Grief past weeping. I am hollow, I am a shell. To each of us fate sends the right disease. Mine a disease that eats me out from inside. Were I to be opened up they would find me hollow as a doll, a doll with a crab sitting inside licking its lips, dazed by the flood of light.
Here, Curren introduces the metaphor of the crab, and her cancer as a bone-eating crab that has entered her. She links this metaphor to the idea that her childhood, her whole life, as it is depicted in the picture of her and her family in their meticulously landscaped garden, is a superficial simulation that willfully ignores the oppression to which it contributes, upon which it thrives.
Ugliness: what is it but the soul showing through the flesh?

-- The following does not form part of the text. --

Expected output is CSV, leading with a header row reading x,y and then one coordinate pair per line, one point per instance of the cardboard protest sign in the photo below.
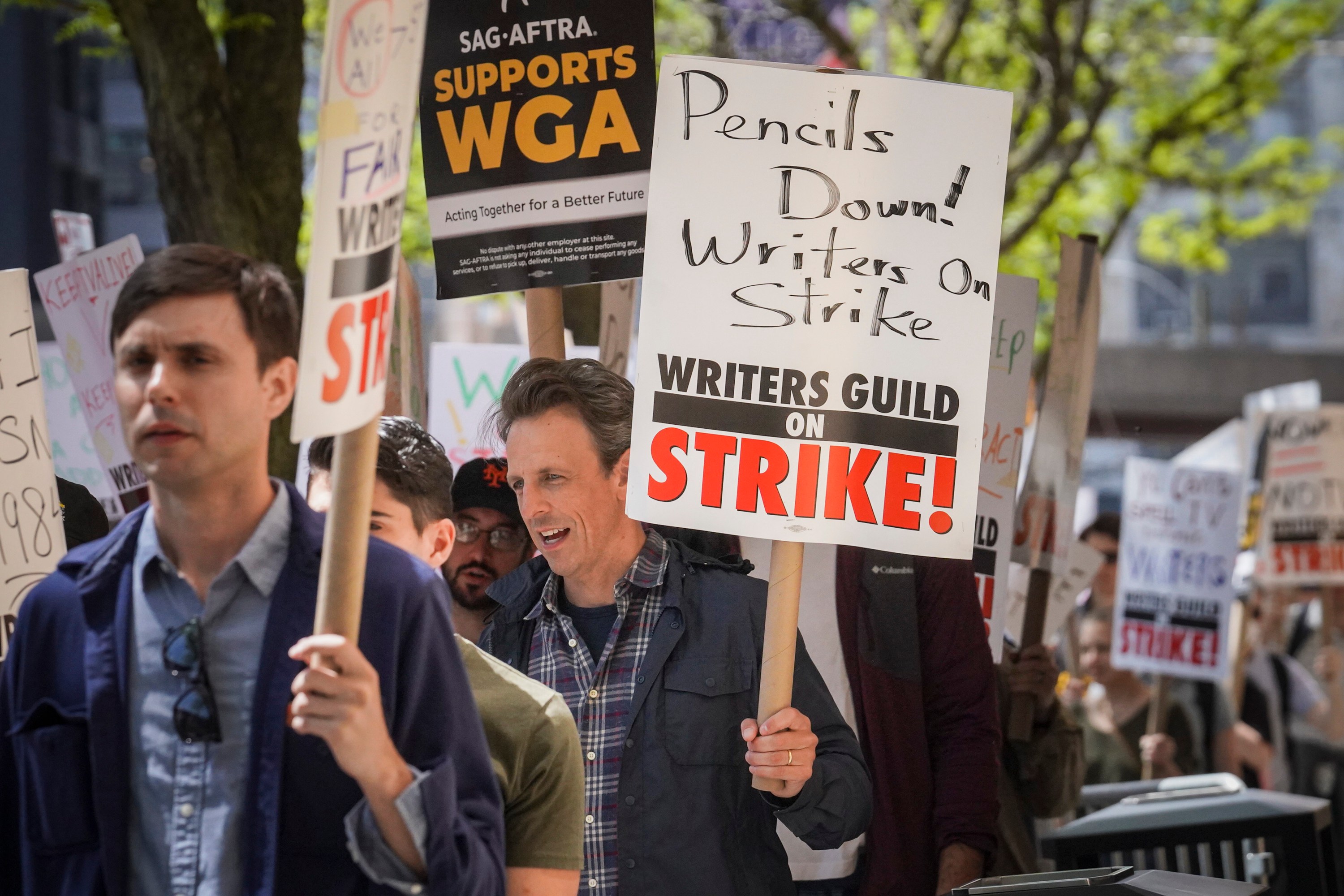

Curren makes this remark in reference to a woman on the street, straining to hear her from her car, while Curren struggles through a coughing fit while carrying her groceries home. Curren considers the ugliness of the woman briefly stopping to ask her if she is okay with no real concern. Curren then considers how she has grown uglier as the disease progresses. This also comes right after the introduction of the hammering cough, which signifies the point at which her disease begins "showing through" the container of her body.
I am here in my bed but I am there in Florence's room, too, with its one window and one door and no other way out.
Curren describes to her daughter the ways in which Bheki and John stay with her, these children she has seen die before her eyes, and how even John, whom she never liked or trusted, haunts her constantly.
A recreation area, you call it on the back of the photograph. The lake tamed, the forest tamed, renamed.
Here, Curren refers to a photograph her daughter sent her of her two grandchildren swimming in a lake in the U.S. The children wear orange floatation "wings," and Curren remarks on how their sheltered lives are so artificial, they can hardly be called lives at all. They are enactments of life—the lake, tamed, is only a symbol of a lake. It contains none of a real lake's threat of drowning. Here, Curren criticizes her daughter for sheltering her children and by extension, for leaving South Africa behind.